I just installed TensorFlow using pip, and I have an NVIDIA RTX 3060, but when I run my training script, it's only utilizing my CPU. I checked tf.config.list_physical_devices('GPU') and it returns an empty list. I've installed the latest drivers, so what am I missing? Is there a specific version of CUDA or cuDNN that I need to be compatible with TensorFlow 2.10+ on Windows?
3 answers
Native Windows GPU support stopped at TF 2.10. For newer versions, you really need to set up WSL2. It's much faster and avoids most of the library version conflicts.
For native Windows, TensorFlow dropped GPU support after version 2.10. If you are using a newer version, you must use WSL2 (Windows Subsystem for Linux) to access your GPU. Alternatively, if you must stay on native Windows, you need to install TensorFlow 2.10 specifically along with CUDA 11.2 and cuDNN 8.1. Check your environment variables to ensure the CUDA 'bin' and 'libnvvp' folders are in your Path. Most users find migrating to WSL2 much easier as it aligns better with the current TF development roadmap.
Did you check if your Python environment is seeing the DLL files correctly, or have you considered moving your entire development stack over to a Docker container?
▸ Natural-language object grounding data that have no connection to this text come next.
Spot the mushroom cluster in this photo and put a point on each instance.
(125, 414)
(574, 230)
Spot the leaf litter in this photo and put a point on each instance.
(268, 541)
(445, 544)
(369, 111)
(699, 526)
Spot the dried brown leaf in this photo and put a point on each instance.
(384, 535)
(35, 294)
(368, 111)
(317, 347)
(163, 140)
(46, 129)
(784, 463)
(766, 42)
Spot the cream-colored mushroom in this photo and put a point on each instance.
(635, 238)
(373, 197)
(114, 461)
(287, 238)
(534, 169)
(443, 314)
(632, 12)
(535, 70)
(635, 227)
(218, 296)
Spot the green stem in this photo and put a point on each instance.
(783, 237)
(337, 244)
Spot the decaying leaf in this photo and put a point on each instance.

Kevin, Docker is great, but for a Windows user, WSL2 is the native way to get that done now. If Thomas checks the NVIDIA documentation, they have a specific driver called the 'Game Ready' or 'Studio' driver that includes the WSL-GPU hooks. Once that's installed in Windows, he just needs to install the NVIDIA Container Toolkit inside his Ubuntu WSL instance to bridge the hardware gap for TensorFlow.
Agreed, Laura. I spent days trying to fix DLL errors on Windows before switching to WSL2. Now my RTX card works perfectly with the latest TensorFlow 2.15.